Les Hydrocarbures



Angers : De l’incinérateur au Tri Mécano-Biologique
Problématique des déchets

Angers et les 31 communes de l’agglomération pro-duisent chaque année de plus en plus de déchets. Conséquences on se retrouvera bientôt avec 157 000 tonnes de déchets à traiter par an. Un projet d’installer un incinérateur à Saint-Barthélémy d’Anjou apparaît alors sur le PLU (Plan Local d’Urbanisme) soumis à l’enquête publique du 07 novembre 2005 au 16 décembre 2005, plusieurs associations et particuliers ont très rapidement manifesté leur mécontentement vis-à-vis de l’implantation de cette structure dans l’agglo-mération.

Le 16 décembre prochain les élus doivent voter mais d’après ce qui se profile il semble bien que l’idée d’un incinérateur ait été abandonnée. Néanmoins il faut bien traiter ces déchets, quelle autre solution a donc été choisie ?

Faisons ici un point sur les divers procédés de traitement des déchets possibles.

Qu’est ce qu’un Incinérateur

Dans un incinérateur :
30% de ce qui brûle se retrouve sous forme de cendres riches en métaux lourds nocifs tels que le plomb et le cadmium vendus ensuite aux entreprises de travaux publiques. Beau cadeau aux générations futures !!!
Une quantité substantielle de micropoussières fortement contaminées par la dioxine se répand dans l'atmosphère.
La cheminée faisant 75 à 100m de haut lui permet de disperser les déchets toxiques dans la plus large zone possible. Néanmoins, il faut noter que les capteurs
- installés à un tiers de la hauteur de la cheminée - annoncent souvent des quantités d’émission de matières toxiques supérieures à celles demandées par les normes européennes et prévues par les concepteurs.
Par exemple, à l’incinérateur d’Arrabloy (Loiret) qui traite les ordures ménagères de la communauté de communes de Gien, il a été enregistré pendant 5 mois (d’août 2004 à Janvier 2005) des taux de dioxines de 2 000 à 6 800 fois supérieurs à la norme fixée par la législation.

Les élus plus que nous sont bien au courant de tout ceci mais ces déchets il faut bien les traiter et d’autre méthodes existent. D’autres méthodes que l’OMS, par exemple, préconise fortement.
Au début du projet, l’incinération semblait la solution la plus facile car utilisée partout et surtout d’un coût financier bien moindre.



Tri Mécano-Biologique

La solution préconisée par des experts pour éliminer les 91000 tonnes d’ordures fut le tri mécano-biologique. Ce procédé permet de recycler une partie des ordures ménagères en énergie ! Mais une partie seulement.
Le tri biomécanique permet de séparer les déchets organiques des autres pour pouvoir les valoriser ensuite.

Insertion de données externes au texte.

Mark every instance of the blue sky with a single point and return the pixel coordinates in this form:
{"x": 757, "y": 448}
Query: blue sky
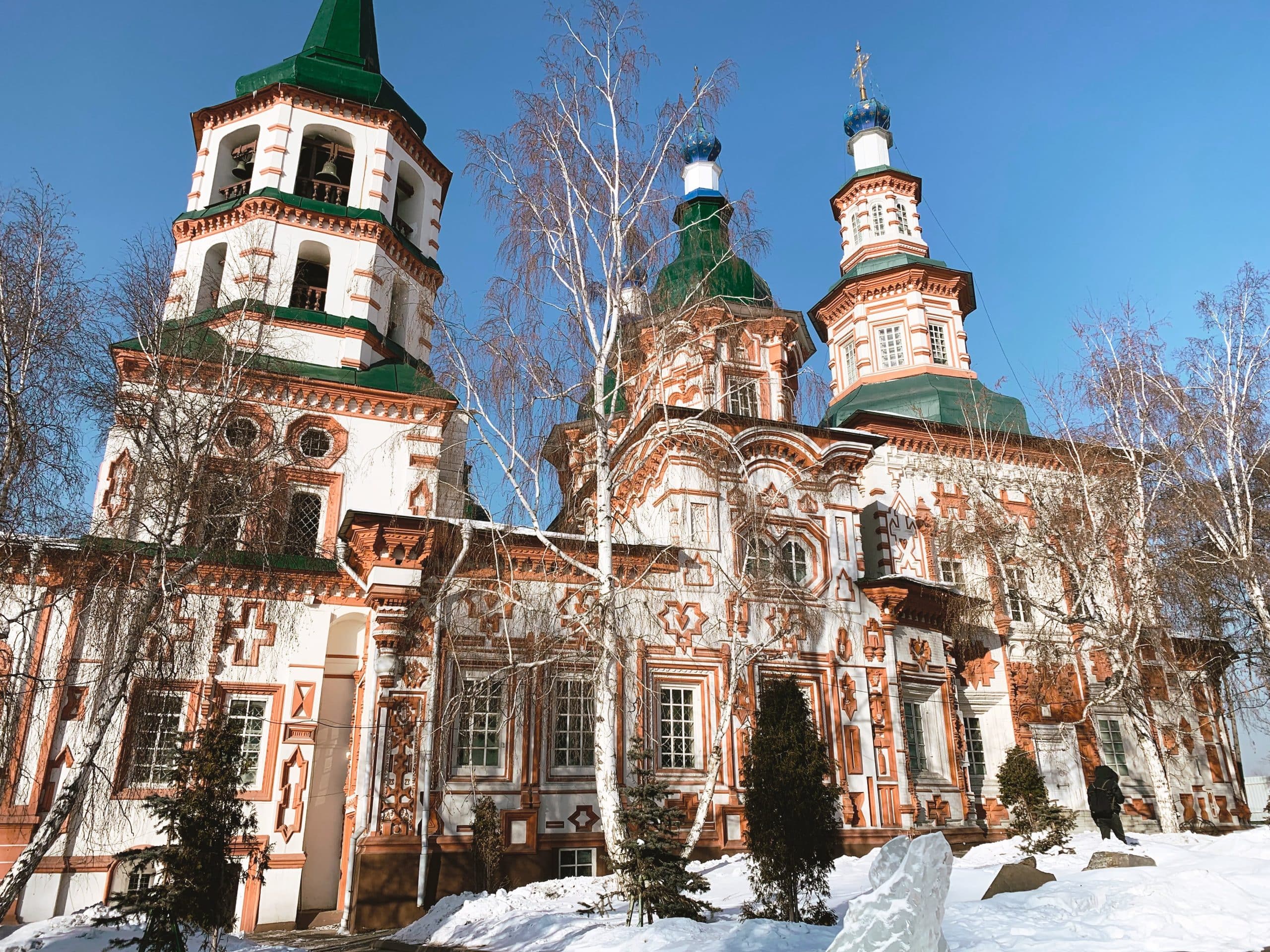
{"x": 1074, "y": 154}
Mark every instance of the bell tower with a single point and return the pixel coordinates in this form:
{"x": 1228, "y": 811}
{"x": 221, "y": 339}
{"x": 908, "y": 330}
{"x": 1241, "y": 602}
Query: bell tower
{"x": 316, "y": 197}
{"x": 896, "y": 318}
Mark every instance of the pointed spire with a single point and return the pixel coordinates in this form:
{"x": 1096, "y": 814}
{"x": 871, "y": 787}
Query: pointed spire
{"x": 341, "y": 58}
{"x": 345, "y": 30}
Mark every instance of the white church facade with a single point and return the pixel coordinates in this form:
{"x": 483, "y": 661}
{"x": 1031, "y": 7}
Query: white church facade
{"x": 314, "y": 191}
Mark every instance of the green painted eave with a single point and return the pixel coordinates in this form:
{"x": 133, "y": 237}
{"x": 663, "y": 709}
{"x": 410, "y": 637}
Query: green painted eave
{"x": 313, "y": 205}
{"x": 876, "y": 266}
{"x": 341, "y": 58}
{"x": 706, "y": 268}
{"x": 938, "y": 398}
{"x": 196, "y": 341}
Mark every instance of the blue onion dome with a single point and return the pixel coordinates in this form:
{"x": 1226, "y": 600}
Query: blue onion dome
{"x": 700, "y": 145}
{"x": 865, "y": 115}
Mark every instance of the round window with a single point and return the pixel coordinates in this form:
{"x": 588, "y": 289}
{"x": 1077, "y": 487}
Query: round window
{"x": 314, "y": 442}
{"x": 242, "y": 432}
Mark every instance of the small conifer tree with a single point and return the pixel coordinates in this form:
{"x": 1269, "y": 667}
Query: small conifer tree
{"x": 487, "y": 843}
{"x": 792, "y": 810}
{"x": 654, "y": 875}
{"x": 1042, "y": 824}
{"x": 209, "y": 831}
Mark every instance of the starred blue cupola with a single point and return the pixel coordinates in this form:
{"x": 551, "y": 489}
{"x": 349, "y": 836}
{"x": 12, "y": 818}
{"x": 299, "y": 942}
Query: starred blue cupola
{"x": 700, "y": 169}
{"x": 867, "y": 123}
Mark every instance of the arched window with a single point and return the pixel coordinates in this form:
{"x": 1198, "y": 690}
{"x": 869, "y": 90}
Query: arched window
{"x": 304, "y": 524}
{"x": 235, "y": 164}
{"x": 325, "y": 169}
{"x": 850, "y": 367}
{"x": 211, "y": 278}
{"x": 879, "y": 220}
{"x": 902, "y": 215}
{"x": 408, "y": 205}
{"x": 794, "y": 561}
{"x": 313, "y": 273}
{"x": 759, "y": 558}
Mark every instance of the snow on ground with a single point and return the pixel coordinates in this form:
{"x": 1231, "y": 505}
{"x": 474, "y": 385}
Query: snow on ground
{"x": 1205, "y": 895}
{"x": 76, "y": 933}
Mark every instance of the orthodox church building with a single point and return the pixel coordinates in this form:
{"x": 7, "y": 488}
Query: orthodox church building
{"x": 314, "y": 188}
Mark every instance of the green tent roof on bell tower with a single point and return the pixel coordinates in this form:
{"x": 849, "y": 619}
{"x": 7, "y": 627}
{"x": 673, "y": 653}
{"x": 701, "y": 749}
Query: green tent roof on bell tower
{"x": 339, "y": 58}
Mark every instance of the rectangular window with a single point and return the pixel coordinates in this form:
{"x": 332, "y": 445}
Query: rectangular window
{"x": 902, "y": 215}
{"x": 1113, "y": 744}
{"x": 952, "y": 573}
{"x": 479, "y": 720}
{"x": 679, "y": 728}
{"x": 939, "y": 345}
{"x": 1016, "y": 595}
{"x": 140, "y": 879}
{"x": 743, "y": 398}
{"x": 699, "y": 524}
{"x": 157, "y": 739}
{"x": 247, "y": 720}
{"x": 890, "y": 346}
{"x": 974, "y": 747}
{"x": 879, "y": 220}
{"x": 575, "y": 724}
{"x": 850, "y": 368}
{"x": 577, "y": 862}
{"x": 915, "y": 737}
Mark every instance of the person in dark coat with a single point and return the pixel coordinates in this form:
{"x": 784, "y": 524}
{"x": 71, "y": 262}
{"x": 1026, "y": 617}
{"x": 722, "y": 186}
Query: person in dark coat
{"x": 1105, "y": 799}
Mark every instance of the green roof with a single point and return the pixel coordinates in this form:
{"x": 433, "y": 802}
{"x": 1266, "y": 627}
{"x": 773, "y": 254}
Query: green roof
{"x": 313, "y": 205}
{"x": 938, "y": 398}
{"x": 706, "y": 268}
{"x": 341, "y": 58}
{"x": 196, "y": 341}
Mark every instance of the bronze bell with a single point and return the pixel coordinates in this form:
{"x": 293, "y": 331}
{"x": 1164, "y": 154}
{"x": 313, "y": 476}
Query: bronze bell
{"x": 329, "y": 173}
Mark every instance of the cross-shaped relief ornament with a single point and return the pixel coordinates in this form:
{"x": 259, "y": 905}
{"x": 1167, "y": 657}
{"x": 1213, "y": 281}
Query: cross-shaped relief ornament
{"x": 250, "y": 634}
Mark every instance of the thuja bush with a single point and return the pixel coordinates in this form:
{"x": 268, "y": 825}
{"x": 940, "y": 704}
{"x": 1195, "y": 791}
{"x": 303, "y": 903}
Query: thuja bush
{"x": 792, "y": 810}
{"x": 1021, "y": 789}
{"x": 487, "y": 844}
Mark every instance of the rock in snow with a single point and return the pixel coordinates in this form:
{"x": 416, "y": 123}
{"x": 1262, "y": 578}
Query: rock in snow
{"x": 1108, "y": 860}
{"x": 1019, "y": 878}
{"x": 905, "y": 909}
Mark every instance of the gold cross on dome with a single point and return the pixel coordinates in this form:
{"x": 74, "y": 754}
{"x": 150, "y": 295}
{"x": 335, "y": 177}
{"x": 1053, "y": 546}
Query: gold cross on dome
{"x": 859, "y": 71}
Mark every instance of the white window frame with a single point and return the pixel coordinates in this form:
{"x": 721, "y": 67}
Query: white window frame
{"x": 940, "y": 353}
{"x": 743, "y": 397}
{"x": 473, "y": 722}
{"x": 902, "y": 216}
{"x": 155, "y": 770}
{"x": 915, "y": 737}
{"x": 1112, "y": 744}
{"x": 577, "y": 722}
{"x": 572, "y": 860}
{"x": 255, "y": 780}
{"x": 952, "y": 572}
{"x": 974, "y": 746}
{"x": 677, "y": 708}
{"x": 1016, "y": 595}
{"x": 890, "y": 347}
{"x": 850, "y": 363}
{"x": 795, "y": 561}
{"x": 699, "y": 524}
{"x": 878, "y": 219}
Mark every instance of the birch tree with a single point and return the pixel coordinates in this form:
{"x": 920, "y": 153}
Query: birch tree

Une succession de criblages permet autant que possible de séparer des indésirables de la fraction organique. Cette partie est dirigée vers une unité de méthanisation et de compostage. Le grand intérêt de ce procédé réside dans la création de ce gaz hydrocarbure, source d’énergie potentielle.
Il s’agit d’un traitement anaérobie des déchets fermentescibles qui a les avantages suivants :
Production de digestat (compost désodorisé et hygiénisé) pouvant servir comme amendement organique pour les cultures espaces verts, parcs et jardins…
Le biogaz composé de 60% de méthane offre plusieurs possibilités de valorisation énergétiques.
Les eaux qui représentent 20 à 40% sont traitées et décantées avant d’être rejetées à la nature.

Tout ça est bien beau mais il reste une partie résiduelle qui représente plus de la moitié des déchets pour lequel on n’a pas de solution. On continuera donc à incinérer ou à les enfouir, ce qui pose d’autres soucis. Le problème n’est donc résolu qu’à moitié. La date de mise en marche de ce système est prévue en 2010 qui correspond également à la date de fermeture de l’usine d’incinération.

Que faire ?

Tant qu’il y aura des déchets il est bien évident qu’il va falloir les traiter. Des déchets ménagers il y en aura toujours, mais il est indispensable pour tout à chacun de faire un effort dans le tri mais surtout dans la production même de ces derniers, évitons par exemple l’utilisation abusives d’emballages de certains industriels).


Du diagramme ci dessous il semble que la population soit de plus en plus consciente des nuisances environ-nementales et que a contrario de plus en plus de déchets sont produits.

Des actions comme celles ayant conduit les autorités locales à se rétracter et à éviter la solution économique et uniquement économique sont à saluer. Angers Loire Métropole va servir de modèle prospectif à la première étude française sur la gazéification (autre technique) lancée par l’ADEME (fin octobre 2006). Parallèlement des études sur les solutions d’enfouissement technique sont toujours en cours de réalisation.